Sunday, May 20, 2007

Bakke - Sunday, May 20th Session 2

Ray begins this session with the Filioque crisis that hit in 787 – The Latin phrase “and the Son” the Holy Spirit comes from the Father and the Son – the Western church added this to the Nicean Creed in 787. This eventually split the eastern and western church in 1054. The issue for the Eastern church were twofold: one you don't change creeds, make a new one but don't change the creed that took so long to wrestle through and second, Islam was coming through the East and had the same Shema as Israel - there is one God, for the Eastern church adding the phrase would seem they were advocating for three Gods.
The Western church also had reasons for adding the phrase one of which is they were working in tribal cultures that seemed to view Jesus as a super tribal chief rather than God. This is an important concept for us today as we approach mission. In the western church we don't trust the Spirit we trust Christology. We preach Christ to unleash the Holy Spirit. The Orthodox churches believe the Holy Spirit is unbounded - you don't bring Christ to a community, you discover Christ in the community.
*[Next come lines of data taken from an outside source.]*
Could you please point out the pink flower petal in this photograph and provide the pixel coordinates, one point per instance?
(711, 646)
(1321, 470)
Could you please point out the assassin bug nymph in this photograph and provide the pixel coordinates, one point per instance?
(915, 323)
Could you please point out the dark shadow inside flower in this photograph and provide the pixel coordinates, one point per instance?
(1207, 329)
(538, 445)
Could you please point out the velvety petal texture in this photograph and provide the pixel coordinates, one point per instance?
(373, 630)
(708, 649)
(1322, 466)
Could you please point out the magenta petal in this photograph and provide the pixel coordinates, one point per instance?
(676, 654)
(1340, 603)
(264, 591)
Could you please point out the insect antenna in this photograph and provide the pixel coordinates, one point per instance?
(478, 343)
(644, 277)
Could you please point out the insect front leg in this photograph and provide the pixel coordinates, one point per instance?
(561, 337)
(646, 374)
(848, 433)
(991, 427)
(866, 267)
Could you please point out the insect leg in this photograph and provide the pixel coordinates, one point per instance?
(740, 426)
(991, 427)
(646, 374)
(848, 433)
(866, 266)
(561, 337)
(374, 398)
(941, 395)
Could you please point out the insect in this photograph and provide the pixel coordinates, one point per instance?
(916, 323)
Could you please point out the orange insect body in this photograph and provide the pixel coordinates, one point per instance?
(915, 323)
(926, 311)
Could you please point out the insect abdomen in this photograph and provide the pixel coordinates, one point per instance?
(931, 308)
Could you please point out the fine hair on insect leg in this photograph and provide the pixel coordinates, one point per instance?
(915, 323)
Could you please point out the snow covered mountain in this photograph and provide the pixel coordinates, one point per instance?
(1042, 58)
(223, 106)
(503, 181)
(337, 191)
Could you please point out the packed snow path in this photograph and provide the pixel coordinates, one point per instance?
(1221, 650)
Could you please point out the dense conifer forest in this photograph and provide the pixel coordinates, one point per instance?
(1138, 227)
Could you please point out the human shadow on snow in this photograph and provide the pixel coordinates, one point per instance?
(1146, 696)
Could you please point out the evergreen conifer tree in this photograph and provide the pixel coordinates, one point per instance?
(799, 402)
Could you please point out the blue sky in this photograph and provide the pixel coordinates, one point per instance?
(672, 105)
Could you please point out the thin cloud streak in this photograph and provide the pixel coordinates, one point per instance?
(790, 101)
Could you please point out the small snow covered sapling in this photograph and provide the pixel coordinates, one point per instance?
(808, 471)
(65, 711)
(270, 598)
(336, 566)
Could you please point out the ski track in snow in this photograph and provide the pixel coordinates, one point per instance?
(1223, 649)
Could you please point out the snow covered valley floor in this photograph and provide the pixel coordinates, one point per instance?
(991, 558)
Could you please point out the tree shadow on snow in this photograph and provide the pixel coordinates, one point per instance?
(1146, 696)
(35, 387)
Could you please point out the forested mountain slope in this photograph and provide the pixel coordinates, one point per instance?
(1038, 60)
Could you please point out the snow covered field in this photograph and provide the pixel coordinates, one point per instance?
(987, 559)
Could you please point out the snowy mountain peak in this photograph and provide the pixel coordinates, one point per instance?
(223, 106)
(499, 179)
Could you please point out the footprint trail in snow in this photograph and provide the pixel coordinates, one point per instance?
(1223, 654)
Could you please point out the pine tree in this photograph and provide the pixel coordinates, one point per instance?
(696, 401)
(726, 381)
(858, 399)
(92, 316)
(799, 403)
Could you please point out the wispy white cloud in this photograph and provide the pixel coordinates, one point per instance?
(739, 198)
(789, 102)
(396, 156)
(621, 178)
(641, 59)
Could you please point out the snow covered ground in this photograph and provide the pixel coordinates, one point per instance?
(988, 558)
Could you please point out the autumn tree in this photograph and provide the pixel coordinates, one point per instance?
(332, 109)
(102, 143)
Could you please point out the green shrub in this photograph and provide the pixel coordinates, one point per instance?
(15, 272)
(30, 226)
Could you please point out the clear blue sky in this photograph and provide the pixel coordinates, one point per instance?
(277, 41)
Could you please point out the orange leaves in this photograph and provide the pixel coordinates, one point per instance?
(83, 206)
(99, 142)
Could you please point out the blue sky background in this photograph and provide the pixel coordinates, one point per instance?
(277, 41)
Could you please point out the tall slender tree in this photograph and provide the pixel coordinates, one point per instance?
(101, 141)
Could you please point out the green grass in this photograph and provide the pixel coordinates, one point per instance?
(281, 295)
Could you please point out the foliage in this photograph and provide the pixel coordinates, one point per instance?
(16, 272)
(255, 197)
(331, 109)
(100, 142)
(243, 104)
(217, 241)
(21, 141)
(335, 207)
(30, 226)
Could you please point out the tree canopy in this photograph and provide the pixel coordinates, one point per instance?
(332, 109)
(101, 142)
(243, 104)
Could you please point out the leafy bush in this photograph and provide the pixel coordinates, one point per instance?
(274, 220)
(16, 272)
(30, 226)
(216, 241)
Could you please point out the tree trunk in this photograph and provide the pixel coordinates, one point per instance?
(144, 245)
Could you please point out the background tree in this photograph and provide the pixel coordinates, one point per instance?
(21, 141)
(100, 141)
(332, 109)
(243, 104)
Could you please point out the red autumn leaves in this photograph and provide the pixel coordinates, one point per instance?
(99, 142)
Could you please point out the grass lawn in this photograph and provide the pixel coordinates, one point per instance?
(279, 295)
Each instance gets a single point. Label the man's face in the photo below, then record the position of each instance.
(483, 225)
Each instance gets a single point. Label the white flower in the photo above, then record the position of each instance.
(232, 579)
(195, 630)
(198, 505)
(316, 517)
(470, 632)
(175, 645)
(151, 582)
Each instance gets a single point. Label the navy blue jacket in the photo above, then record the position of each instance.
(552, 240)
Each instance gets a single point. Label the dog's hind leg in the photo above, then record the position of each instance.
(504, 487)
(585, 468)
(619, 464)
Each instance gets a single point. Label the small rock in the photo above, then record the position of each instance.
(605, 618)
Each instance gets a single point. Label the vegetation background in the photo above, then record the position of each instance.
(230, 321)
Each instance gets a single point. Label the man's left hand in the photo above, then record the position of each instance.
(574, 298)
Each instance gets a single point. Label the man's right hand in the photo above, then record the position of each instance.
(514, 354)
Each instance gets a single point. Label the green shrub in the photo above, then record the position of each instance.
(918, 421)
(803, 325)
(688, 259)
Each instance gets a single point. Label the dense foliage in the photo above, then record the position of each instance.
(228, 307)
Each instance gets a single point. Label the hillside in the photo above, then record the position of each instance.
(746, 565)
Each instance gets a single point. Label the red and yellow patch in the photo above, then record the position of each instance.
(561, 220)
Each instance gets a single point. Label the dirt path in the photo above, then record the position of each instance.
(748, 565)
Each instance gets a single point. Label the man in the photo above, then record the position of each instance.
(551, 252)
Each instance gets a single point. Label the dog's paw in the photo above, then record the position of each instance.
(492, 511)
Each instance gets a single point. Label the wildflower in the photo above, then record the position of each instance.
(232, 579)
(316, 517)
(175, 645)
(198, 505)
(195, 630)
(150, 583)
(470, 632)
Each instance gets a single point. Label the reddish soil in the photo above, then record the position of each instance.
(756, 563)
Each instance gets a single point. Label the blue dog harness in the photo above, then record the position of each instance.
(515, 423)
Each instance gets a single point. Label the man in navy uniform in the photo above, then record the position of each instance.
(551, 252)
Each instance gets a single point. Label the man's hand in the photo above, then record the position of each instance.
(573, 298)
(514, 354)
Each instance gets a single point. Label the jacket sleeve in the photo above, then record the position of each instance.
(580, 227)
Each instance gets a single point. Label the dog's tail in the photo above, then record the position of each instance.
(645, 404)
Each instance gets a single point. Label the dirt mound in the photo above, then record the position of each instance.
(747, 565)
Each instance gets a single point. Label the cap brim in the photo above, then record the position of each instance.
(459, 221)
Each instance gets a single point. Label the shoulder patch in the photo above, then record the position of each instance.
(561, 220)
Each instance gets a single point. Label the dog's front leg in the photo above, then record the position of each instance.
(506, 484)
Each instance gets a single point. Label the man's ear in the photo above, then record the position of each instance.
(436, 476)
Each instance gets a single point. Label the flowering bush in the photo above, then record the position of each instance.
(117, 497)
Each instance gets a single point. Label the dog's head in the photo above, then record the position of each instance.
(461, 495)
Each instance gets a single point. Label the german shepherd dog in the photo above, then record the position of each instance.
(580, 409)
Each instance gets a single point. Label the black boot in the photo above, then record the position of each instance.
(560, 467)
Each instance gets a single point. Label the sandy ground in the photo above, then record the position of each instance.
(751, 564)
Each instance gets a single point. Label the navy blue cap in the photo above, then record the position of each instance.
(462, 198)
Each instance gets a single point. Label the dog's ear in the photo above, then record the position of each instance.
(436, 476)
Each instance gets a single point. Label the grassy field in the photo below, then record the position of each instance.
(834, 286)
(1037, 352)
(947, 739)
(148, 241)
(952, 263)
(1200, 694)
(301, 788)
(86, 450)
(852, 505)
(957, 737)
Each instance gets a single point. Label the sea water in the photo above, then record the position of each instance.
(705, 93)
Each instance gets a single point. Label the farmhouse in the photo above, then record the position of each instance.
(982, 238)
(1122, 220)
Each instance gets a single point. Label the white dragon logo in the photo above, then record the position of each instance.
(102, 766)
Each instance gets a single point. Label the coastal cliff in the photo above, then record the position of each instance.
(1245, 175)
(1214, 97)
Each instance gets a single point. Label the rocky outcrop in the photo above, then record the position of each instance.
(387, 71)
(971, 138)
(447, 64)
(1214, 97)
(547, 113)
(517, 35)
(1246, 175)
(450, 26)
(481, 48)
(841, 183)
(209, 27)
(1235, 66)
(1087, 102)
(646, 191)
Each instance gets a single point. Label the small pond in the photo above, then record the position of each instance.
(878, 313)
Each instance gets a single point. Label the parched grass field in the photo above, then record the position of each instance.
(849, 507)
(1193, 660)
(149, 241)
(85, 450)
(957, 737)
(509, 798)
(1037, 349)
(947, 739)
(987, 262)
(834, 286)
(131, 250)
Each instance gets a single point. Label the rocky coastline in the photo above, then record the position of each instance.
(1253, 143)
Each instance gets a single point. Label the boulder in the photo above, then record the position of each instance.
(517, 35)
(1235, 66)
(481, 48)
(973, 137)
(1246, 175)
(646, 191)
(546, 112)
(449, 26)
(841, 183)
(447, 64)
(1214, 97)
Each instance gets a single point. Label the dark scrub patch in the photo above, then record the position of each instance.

Next we looked at Monasticism beginning with the Desert Father's and then up through Francis and Dominic. One interesting point that came up that through half of its history the Roman Catholic Church allowed priests to marry. It wasn't until Benedict that priests became celibate. The cause for this is too long to go into. Today with the decline in the priesthood and with the chruch moving toward a Latin and African world maybe Pope Benedict (who ended limbo last week) will bring reform by allowing priests to marry.
We concluded this session with a lecture and discussion on the crusades.

1 comment:

Pat L said...

Rose, I'd love to hear more of your (and Ray's) thoughts on the Ohrodox model of hte Spirit - I've been intrigued by this before. Your comment that "we preach christ to unleash the holy spirit" certainly appears to be true; it's an interesting thing to think through implications of.